By Alex Berger
Christopher Columbus’ mother: “I don’t care what you’ve discovered. You still could have written.”
This year, we observe Columbus Day on Oct. 14. Every year, I usually write a column on the “grand man of the sea” who “discovered” America 510 years ago; however, last year I didn’t. Many of you still are wondering why not. Well, here’s the scoop.
Two years ago, when my Columbus column hit the street, it created a hubbub. Yes, a real Queens-sized hubbub. More than a few readers objected to that column honoring dear Christopher.
Since I try to be as noncontroversial as possible, last year I deliberately skipped my customary column, exalting our “first immigrant,” and guess what? This created a second hubbub from readers who objected to my ignoring “Charismatic Chris.”
I then was besieged with fiercely opinionated letters requesting that I bite the bullet and plunge headlong into the Columbus debate. So, since their requests are my command, I will lift anchor, shiver me timbers, heave ho, walk the plank and sail on through unknown waters.
Scholars are heatedly debating the role Columbus played in the saga of mankind. Some historians view him as exceedingly “Eurocentric,” while others label him a “murderer,” “rapist” and a “mad fake.” His great discovery of America, they contend, was “the beginning of a holocaust.”
The American Indians equate the noted navigator’s voyages with the systematic exploitation and genocide of their people. They say that his “discovery” opened the door for Europeans to rob, trick and steal their land. You can’t discover what already was here, they say. There is proof, they add, that other explorers from Africa already had sent flotillas that landed in the Americas 150 years before Columbus. Consequently, the celebration of Columbus Day is a fraud and should be discontinued.
Because of this discord, many communities have decided to forego their annual Columbus Day parades. Other localities focus their parades on modern Italy and the achievements of Italian-Americans, rather than on Columbus. But I wonder, do most Americans subscribe to these negative opinions?
George Will, the noted columnist, wrote: “America is the most important thing that ever happened” and Columbus’ role in bringing it to the world’s attention was a truly monumental achievement.
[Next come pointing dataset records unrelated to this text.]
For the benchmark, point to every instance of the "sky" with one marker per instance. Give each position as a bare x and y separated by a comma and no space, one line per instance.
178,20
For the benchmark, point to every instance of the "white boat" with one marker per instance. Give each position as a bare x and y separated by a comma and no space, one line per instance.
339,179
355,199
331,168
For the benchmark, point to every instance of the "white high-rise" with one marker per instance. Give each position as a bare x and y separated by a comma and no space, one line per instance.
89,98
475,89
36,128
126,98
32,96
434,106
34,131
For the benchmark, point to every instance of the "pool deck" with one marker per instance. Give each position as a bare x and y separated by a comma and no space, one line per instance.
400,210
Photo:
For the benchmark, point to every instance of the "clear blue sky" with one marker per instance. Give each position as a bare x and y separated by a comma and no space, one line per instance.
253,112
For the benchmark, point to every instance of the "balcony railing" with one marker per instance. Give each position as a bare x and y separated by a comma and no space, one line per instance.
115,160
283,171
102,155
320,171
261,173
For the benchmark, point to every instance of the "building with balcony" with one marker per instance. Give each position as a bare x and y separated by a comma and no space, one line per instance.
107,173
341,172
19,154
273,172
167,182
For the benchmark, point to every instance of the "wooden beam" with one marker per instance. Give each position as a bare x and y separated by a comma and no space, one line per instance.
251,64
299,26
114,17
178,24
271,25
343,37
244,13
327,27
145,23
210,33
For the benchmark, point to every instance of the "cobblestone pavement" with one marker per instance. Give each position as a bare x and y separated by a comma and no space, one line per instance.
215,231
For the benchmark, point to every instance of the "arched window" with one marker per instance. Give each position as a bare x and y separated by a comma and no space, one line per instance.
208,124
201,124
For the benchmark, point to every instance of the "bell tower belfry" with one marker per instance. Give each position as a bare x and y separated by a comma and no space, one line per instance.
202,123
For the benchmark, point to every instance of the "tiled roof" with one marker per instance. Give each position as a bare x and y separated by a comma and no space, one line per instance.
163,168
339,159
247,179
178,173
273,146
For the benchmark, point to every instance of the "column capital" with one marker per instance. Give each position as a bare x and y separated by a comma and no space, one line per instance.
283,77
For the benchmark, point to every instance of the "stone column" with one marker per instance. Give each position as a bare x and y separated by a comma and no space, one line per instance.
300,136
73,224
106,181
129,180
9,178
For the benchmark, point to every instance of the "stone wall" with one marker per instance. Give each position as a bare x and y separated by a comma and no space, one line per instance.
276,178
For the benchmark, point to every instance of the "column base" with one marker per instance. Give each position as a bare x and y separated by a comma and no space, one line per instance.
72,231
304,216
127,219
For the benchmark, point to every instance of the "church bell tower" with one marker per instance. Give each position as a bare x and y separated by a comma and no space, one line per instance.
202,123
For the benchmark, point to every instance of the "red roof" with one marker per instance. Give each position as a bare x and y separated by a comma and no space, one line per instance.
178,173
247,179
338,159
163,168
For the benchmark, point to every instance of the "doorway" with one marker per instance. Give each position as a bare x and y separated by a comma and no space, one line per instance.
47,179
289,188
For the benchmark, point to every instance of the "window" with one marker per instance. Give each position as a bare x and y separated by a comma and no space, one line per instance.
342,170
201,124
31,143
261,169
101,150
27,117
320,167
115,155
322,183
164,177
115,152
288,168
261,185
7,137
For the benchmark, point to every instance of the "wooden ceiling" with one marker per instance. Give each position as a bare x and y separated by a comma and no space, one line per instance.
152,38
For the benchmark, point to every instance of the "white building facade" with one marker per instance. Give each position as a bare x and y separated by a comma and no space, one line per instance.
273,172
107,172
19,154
Other renowned historians have made it clear that Columbus not only was the first to venture into an unknown area — where even the most famous navigators of the time, the Portuguese, would not go — but in doing so also brought the beginning of the Renaissance spirit of expansion and discovery to the world.
When I interviewed Anne Paolucci of Whitestone, the director of the doctor of arts degree program in English at St. John’s University, she also refuted the “empty-headed factional rhetoric” of the contradictors. She stated that sooner or later someone else would have done what Columbus did. The need for expansion was a historical reality.
Paolucci added that Columbus was not a brutal man. Successful efforts of territorial expansion (Columbus’ discovery tripled the size of the known world) always have been accomplished by some measure of violence. Columbus, in fact, was replaced as administrator in Hispaniola (the first New World colony) because “he was too mild and compassionate.”
“Were the naysayers given these facts?” she questioned. “Are they reminded that we cannot judge past actions in retrospect, on the basis of current values, or laws, just as we cannot convict someone of a crime that he or she might commit five years from now? Aren’t African tribes still enslaving other Africans in Africa, as in Columbus’ time? Certainly the genocide … and massacres … [of] today are more horrendous than anything attributed to Columbus. Rewriting history doesn’t mean arbitrarily ignoring certain facts.”
Paolucci strongly urged that we all take a more historical perspective on the matter of Columbus and stop throwing our individual, racial and religious weight around to make gross and untenable points.
State Sen. Serphin Maltese (R-Glendale) also deplores the negativism of Columbus’ exploits. “What [the naysayers] are talking about is equivalent to book burning. History is history. It can be warped by dissenters of various persuasions, but the history is there and there is no question that Columbus achieved a monumental discovery. The fact that the Native Americans were here does not diminish that discovery.” Whew! And the debate continues.
At this point, I ask you, my erudite readers, was Columbus a visionary spurred on by intellectual curiosity or was he simply a greedy product of an era of exploitation? Was he the first to discover the New World, or were others, such as the Africans, the Egyptians, St. Brendan (the patron saint of sailors), Leif Ericsson, or even Buddhist monks, here previously? Clear the decks before you ponder that one over.
There is also another simmering “Columbian” can of worms that I must mention — his ethnicity. Did you know that some historians embrace the theory that the Genoese captain was Jewish? I dare not touch that theory since one controversy surely is enough for one column. But whatever your views are about the man, Columbus’ voyages did mark the beginning of the one world in which we live. As historian William McNeil definitively put it, “no single man, and no single event, ever affected the lives of so many people.”
As for me, all I know is that Columbus Circle wouldn’t have had a name were it not for the sailing of the Nina, the Pinta and the Santa Maria. For this alone, Chris should be fondly remembered. What do you think? But no hubbubs, please!